The author of Death, Dying, and Grief in an Online Universe, Carla Sofka, talked with Dr. Gloria Horsley at the 2015 Association for Death Education and Counseling conference about her research and experience in the Digital Era. It’s aimed at therapists, and Dr. Horsley contributed to the content. The access to an online world has drastically changed our entire lives, including how we grieve and options for support networks. Today, many people share their grief publicly using social media. Dr. Horsley has heard of funeral photos being shared on Instagram, and that shocks some in older generations—however, they can often realize the plus side to sharing on social media.
Teens and kids can show how using social media can help spread information in a gentler way. Sofka recommends knowing your child’s passwords in case something inappropriate is posted.
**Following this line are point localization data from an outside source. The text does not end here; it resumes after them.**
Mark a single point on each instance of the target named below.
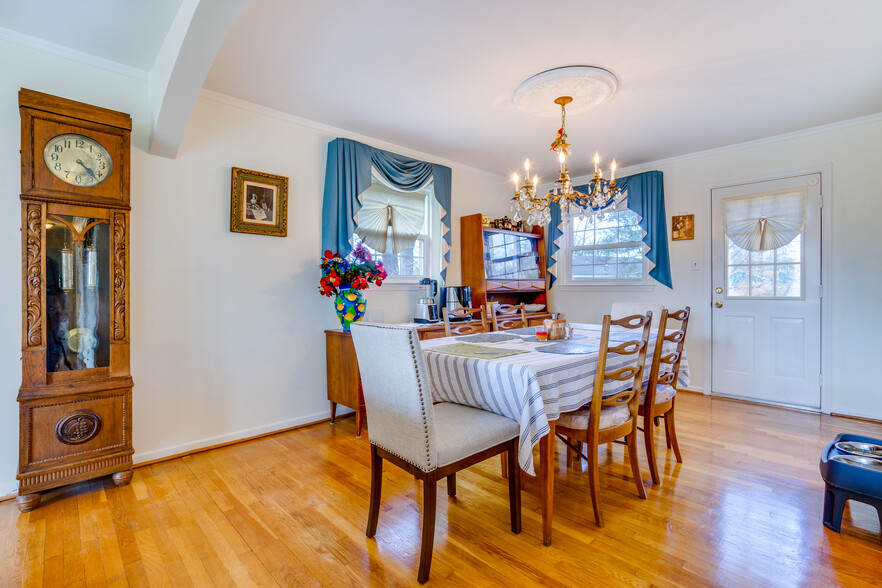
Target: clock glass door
(77, 293)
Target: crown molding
(72, 54)
(843, 124)
(335, 131)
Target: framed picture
(259, 203)
(683, 227)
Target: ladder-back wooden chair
(509, 316)
(657, 399)
(610, 417)
(431, 442)
(622, 309)
(465, 327)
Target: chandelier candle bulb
(536, 208)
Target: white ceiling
(126, 31)
(437, 77)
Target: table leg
(546, 480)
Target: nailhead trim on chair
(422, 405)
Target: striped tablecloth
(530, 388)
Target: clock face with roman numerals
(77, 160)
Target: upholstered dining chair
(428, 441)
(657, 398)
(465, 327)
(509, 316)
(623, 309)
(614, 416)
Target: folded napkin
(476, 351)
(487, 338)
(569, 348)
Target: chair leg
(635, 463)
(594, 486)
(671, 434)
(427, 540)
(649, 441)
(376, 488)
(514, 487)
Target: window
(418, 260)
(606, 250)
(774, 273)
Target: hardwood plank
(291, 509)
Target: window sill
(398, 285)
(605, 287)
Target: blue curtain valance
(646, 197)
(348, 174)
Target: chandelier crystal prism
(528, 205)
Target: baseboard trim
(183, 450)
(856, 418)
(139, 464)
(176, 451)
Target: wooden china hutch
(75, 400)
(503, 266)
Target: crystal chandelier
(528, 205)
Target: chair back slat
(396, 392)
(509, 316)
(666, 376)
(622, 374)
(626, 348)
(631, 371)
(464, 328)
(620, 309)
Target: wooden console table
(344, 381)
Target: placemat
(476, 351)
(569, 348)
(533, 339)
(487, 338)
(523, 331)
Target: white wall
(227, 337)
(855, 207)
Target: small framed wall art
(259, 203)
(683, 227)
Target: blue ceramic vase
(350, 306)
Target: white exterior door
(766, 252)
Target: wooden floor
(744, 509)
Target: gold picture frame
(259, 203)
(683, 227)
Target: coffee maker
(453, 297)
(427, 310)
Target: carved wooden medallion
(78, 427)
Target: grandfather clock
(75, 400)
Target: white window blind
(765, 223)
(391, 215)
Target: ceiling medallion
(527, 204)
(589, 87)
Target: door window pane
(774, 273)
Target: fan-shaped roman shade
(767, 222)
(350, 170)
(382, 207)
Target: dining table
(532, 382)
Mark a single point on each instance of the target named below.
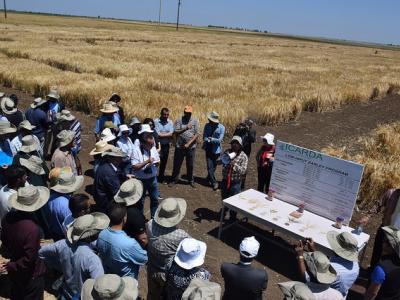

Talk to others who have used social media, and know that it can be a blessing and a curse. You can use it for survivor advocacy, but it can also be a platform for over-sharing. However, there’s that anonymity that can encourage people to post/say things they never would in person.
Storytelling to the Extreme
It’s been 30 years since Dr. Horsley lost her son, and of course the online world wasn’t available then. Today, she’s received many stories from social media and other online connections that are joyful to hear and experience. Some old friends reach out, sharing with her good memories of her son. Being online is a way to find support and to cope, but bear in mind that some platforms are very public.
Misinformation can get spread, and it’s surprising how quickly news can travel. Sofka knows of one instance where a mother made it to the hospital only to find her son had died. The chaplain told her she needed to get in touch with her other children immediately to manage their tweets about the loss.